Lungi dal formulare qualsiasi interpretazione, Martin Scorsese non intende, in alcun modo, definire il cinema né come finestra sul mondo, né come incredibile proiezione visionaria. Il suo film è un vero passo indietro per mostrare come il cinema sia un’esperienza creativa che mette in scena un evento artistico sempre riproducibile. L’escamotage dell’automa, privo di logos e degno di abilità illustrativa, carillon dalla scrittura –danza- sempre differente, permette non solo di unire la storia di Hugo con quella di Papà Georges, ma di raffigurare l’abilità del bambino nel riparare gli uomini quanto gli ingranaggi, siano essi fatti di muscoli, tessuti e carne, siano essi di ferro o di qualunque altra lega. L’automa è da considerare come metafora di Méliès fermatosi irreparabilmente durante la guerra e non più capace di riprendere la propria attività cinematografica. Hugo non è solo il suo meccanico, egli è il motore senza il quale gli altri ingranaggi non potrebbero mai mettersi in moto. Il rumore di un proiettore, la rielaborazione, prima di tutto sotto forma di shock, di una vita precedente oramai dimenticata, permetterà di far tornare a galla, mediante la rivisitazione di vissuti personali, il passato di Georges Méliès sotto forma di nuova esperienza fruibile. Papà Georges, a prima vista inflessibile cineclasta che vieta alla figlia di vedere qualsiasi film, si rivela essere, in realtà, uno dei partner più seducenti del proiettore cinematografico: il regista Méliès.
Hugo Cabret diviene così la favola dell’ingranaggio nella sua stupefacente e inaspettata visibilità. Se ipotizzassimo una sua ontologia dovremmo immaginare l’ingranaggio come sempre nascosto e sfuggente, alterabile soltanto da chi ne conosce i segreti. Colui che è specializzato in creazioni e/o riparazioni, ovvero chi conosce il mestiere, condensa, nelle proprie abilità, lo sviluppo di magie e segreti tramandabili soltanto alla persona che sarà in grado di avere le stesse capacità. Scorsese capovolge tutto ciò per mostrarci il cinema agli albori, un’arte allo stato nascente nella primordialità dei suoi ingranaggi.
Il regista ci indica, in una Parigi 3D, un cinema dal sapore retrò e romantico.
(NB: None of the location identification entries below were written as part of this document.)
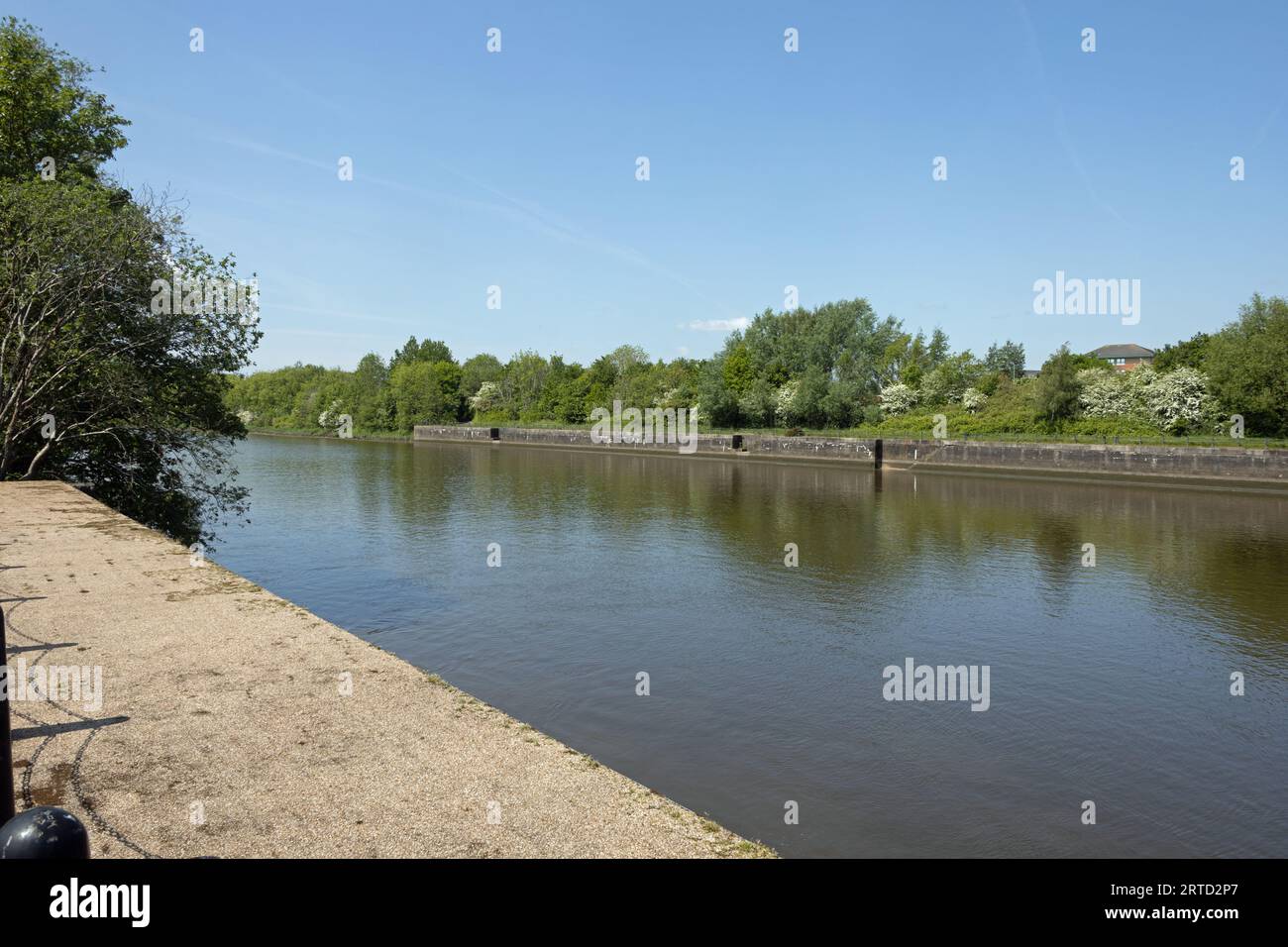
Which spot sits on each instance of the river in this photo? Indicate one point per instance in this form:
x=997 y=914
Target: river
x=767 y=684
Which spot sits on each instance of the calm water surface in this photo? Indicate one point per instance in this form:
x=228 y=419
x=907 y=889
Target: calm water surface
x=1108 y=684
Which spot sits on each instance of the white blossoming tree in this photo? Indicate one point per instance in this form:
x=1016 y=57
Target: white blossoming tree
x=973 y=399
x=898 y=398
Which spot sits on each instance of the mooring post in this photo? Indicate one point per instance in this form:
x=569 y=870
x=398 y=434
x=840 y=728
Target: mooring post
x=5 y=746
x=44 y=831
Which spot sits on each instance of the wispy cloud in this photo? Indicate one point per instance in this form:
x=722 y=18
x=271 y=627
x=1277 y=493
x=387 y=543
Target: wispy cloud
x=719 y=325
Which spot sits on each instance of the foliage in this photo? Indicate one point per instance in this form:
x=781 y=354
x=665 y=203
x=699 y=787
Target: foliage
x=1056 y=397
x=95 y=386
x=898 y=398
x=1247 y=367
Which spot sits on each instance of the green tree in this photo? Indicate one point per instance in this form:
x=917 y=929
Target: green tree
x=1056 y=395
x=1190 y=354
x=47 y=110
x=103 y=381
x=1247 y=367
x=1006 y=360
x=428 y=351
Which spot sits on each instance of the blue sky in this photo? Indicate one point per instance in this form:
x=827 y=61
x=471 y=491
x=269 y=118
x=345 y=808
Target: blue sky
x=767 y=167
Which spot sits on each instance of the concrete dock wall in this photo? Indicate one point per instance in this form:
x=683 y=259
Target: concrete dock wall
x=1262 y=467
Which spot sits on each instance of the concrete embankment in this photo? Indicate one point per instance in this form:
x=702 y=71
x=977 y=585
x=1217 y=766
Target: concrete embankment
x=1228 y=467
x=235 y=723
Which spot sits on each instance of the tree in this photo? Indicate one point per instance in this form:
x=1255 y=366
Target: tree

Il film Hugo Cabret è un omaggio e un ringraziamento da parte di uno dei più grandi registi viventi. Da mago a cineasta Georges Méliès si trasfigura, da mero illusionista, nell’artefice di costruzioni filmiche, tangibili e fantastiche, che uniscono sogni realistici e realtà sognanti. Quella di Scorsese è dunque, la proiezione di un sogno realizzato: la fiaba del cinema e dei suoi primi ingranaggi attraverso l’automa Méliès e l’ingranaggio Cabret. Il messaggio segreto dell’automa scompare per far spazio alla meraviglia dell’occhio artistico e non ancora accecato del cinema.